I racconti di Narciso Pezzotti, il vice di Boskov della generazione d’oro della Sampdoria: da Vialli a Mancini agli aneddoti su Vuja
Narciso Pezzotti ha accompagnato l’avventura di Vujadin Boskov alla Sampdoria. Vuja primo, Narciso secondo allenatore dal 1986 al 1992, con Pezzotti che era arrivato due anni prima. Ha vissuto in primissima persona la costruzione di una squadra d’oro, la squadra dei sogni, di Luca Vialli e di Roberto Mancini.
In un’intervista a La Gazzetta dello Sport ha raccontato proprio di loro. Del nove e del dieci. Vialli un leader, un metodico:
Vialli e Mancini erano agli opposti. Vialli un gentleman, un metodico che ha bisogno di punti fissi per sentirsi sicuro. È un tornante, capisce che deve cambiare ruolo per diventare grande, comincia a studiare da centravanti. Dopo l’allenamento ci fermiamo io, lui, Bonetti, il secondo portiere Bocchino, per insegnargli a ricevere palla spalle alla porta, fare la finta e girarsi dall’altro lato.
Mancini, invece, era più timido. Estro, fantasia. Pezzotti è rimasto sorpreso dall’evoluzione di Bobby Goal, diventato un grande allenatore:
Sorpreso? Sì. È un timido con le esplosioni dei timidi, tutto estro e fantasia. Mantovani lo capisce e lo lascia fare. Dopo una stagione deludente, va dal presidente: “Non merito lo stipendio. Mi dia di meno la prossima stagione”. E Mantovani: “Robi, torna quando sei più lucido…”. Ora guida un gruppo, altempo aveva difficoltà a guidare sé stesso. Era un po’ sovrappeso, ora è magro, corre. Ha fatto un grande lavoro.
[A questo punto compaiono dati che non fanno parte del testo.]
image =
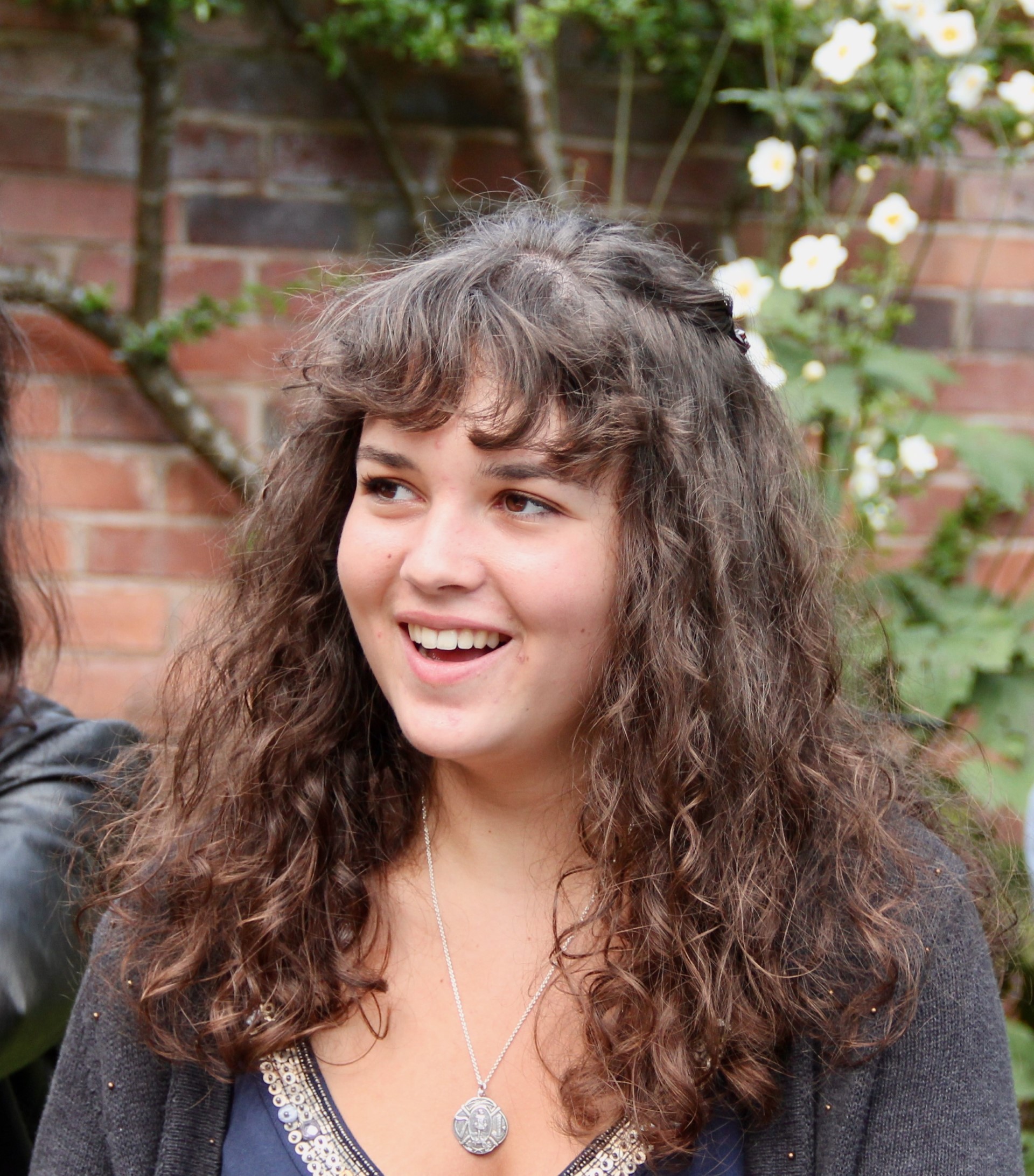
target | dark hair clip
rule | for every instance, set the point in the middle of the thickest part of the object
(737, 335)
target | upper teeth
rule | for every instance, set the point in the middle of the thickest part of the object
(453, 639)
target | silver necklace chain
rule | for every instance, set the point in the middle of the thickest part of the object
(482, 1082)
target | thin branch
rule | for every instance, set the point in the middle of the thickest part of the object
(418, 205)
(158, 64)
(693, 124)
(156, 379)
(537, 85)
(623, 126)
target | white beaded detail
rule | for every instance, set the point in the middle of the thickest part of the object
(327, 1151)
(616, 1153)
(311, 1128)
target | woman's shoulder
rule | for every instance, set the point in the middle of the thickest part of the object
(38, 734)
(115, 1097)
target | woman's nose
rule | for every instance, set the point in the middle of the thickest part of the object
(444, 554)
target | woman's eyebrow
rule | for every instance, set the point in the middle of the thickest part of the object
(523, 471)
(385, 458)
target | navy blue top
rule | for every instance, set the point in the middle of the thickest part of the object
(256, 1143)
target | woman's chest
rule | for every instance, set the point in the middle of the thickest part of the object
(402, 1070)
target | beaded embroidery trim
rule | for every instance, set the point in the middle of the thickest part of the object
(315, 1132)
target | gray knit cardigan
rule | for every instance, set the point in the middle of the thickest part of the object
(939, 1102)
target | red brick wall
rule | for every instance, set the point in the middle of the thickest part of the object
(275, 176)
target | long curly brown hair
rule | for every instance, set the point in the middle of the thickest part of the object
(750, 832)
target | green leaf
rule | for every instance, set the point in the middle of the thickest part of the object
(906, 370)
(1006, 707)
(1022, 1048)
(996, 785)
(1001, 461)
(838, 392)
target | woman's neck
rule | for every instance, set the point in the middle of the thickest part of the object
(506, 831)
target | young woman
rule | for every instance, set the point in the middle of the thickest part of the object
(518, 821)
(51, 766)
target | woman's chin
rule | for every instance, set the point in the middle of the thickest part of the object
(461, 743)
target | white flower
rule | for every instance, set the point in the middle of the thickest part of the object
(892, 219)
(966, 86)
(813, 262)
(912, 13)
(951, 33)
(865, 478)
(1019, 91)
(917, 454)
(764, 361)
(849, 48)
(771, 164)
(745, 286)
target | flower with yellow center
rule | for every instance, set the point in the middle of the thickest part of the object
(917, 455)
(771, 164)
(813, 262)
(892, 219)
(851, 46)
(912, 13)
(966, 86)
(1019, 91)
(764, 361)
(745, 285)
(951, 33)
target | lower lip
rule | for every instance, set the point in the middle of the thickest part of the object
(436, 673)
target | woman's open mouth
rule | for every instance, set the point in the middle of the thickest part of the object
(454, 645)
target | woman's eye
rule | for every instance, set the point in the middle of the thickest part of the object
(388, 491)
(522, 505)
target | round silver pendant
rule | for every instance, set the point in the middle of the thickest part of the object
(480, 1126)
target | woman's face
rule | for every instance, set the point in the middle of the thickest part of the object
(481, 587)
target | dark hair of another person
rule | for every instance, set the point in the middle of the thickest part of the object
(12, 622)
(756, 878)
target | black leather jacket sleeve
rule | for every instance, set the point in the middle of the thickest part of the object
(50, 763)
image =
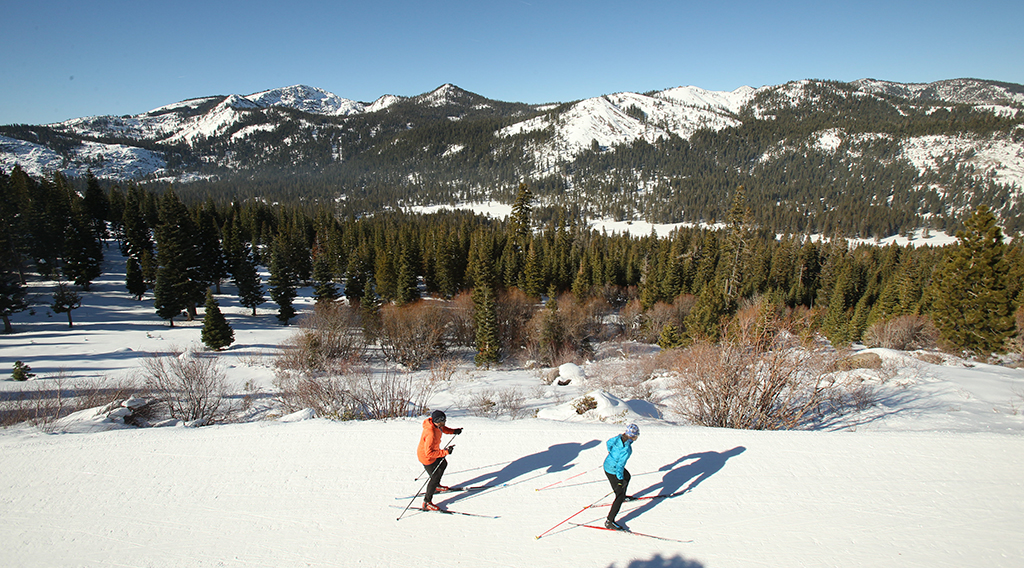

Sampdoria, Pezzotti: Boskov straordinario con Vialli e Mancini
Sampdoria, Narciso Pezzotti: Vialli leader, Mancini fantasista. Che spettacolo con Boskov
Alla Sampdoria ha vissuto insieme a Boskov. Un allenatore unico, un esempio, la mente dietro quella Sampdoria che ha fatto sognare:
Che tipo era? Non quello coreografico che tutti credono. Io arrivo alla Samp dal Torino con Bersellini, un burbero, un montanaro emiliano, persona squisita che però incute freddezza. Entra in spogliatoio e tutti si zittiscono. Quando lo sostituisce Boskov, serve un italiano con il patentino: io sono lì. Boskov è straordinario, fa finta di ascoltare Vialli e Mancini, ma decide lui. Controlla tutto, chiama a casa i giocatori.
Quella Sampdoria era un vero e proprio spettacolo. Una squadra bellissima, creata da Paolo Mantovani al timone, con Boskov che riusciva perfettamente a gestire un gruppo andato a pochissimo dalla vittoria della Coppa dei Campioni:
Era una Samp bellissima con tutti i piccoletti. Ma comincia a vincere quando capisce che servono praticità e fisico. Prende Briegel, Katanec, Cerezo, giochiamo meno bene, ma che squadra. Un austroungarico che ha regole e pretende che le rispettiamo. “Noi siamo la Samp”, dice quando arriva. Noi, che non abbiamo vinto niente, lo guardiamo straniti. Impone di andare con ladivisa sociale perché “l’immagine conta”.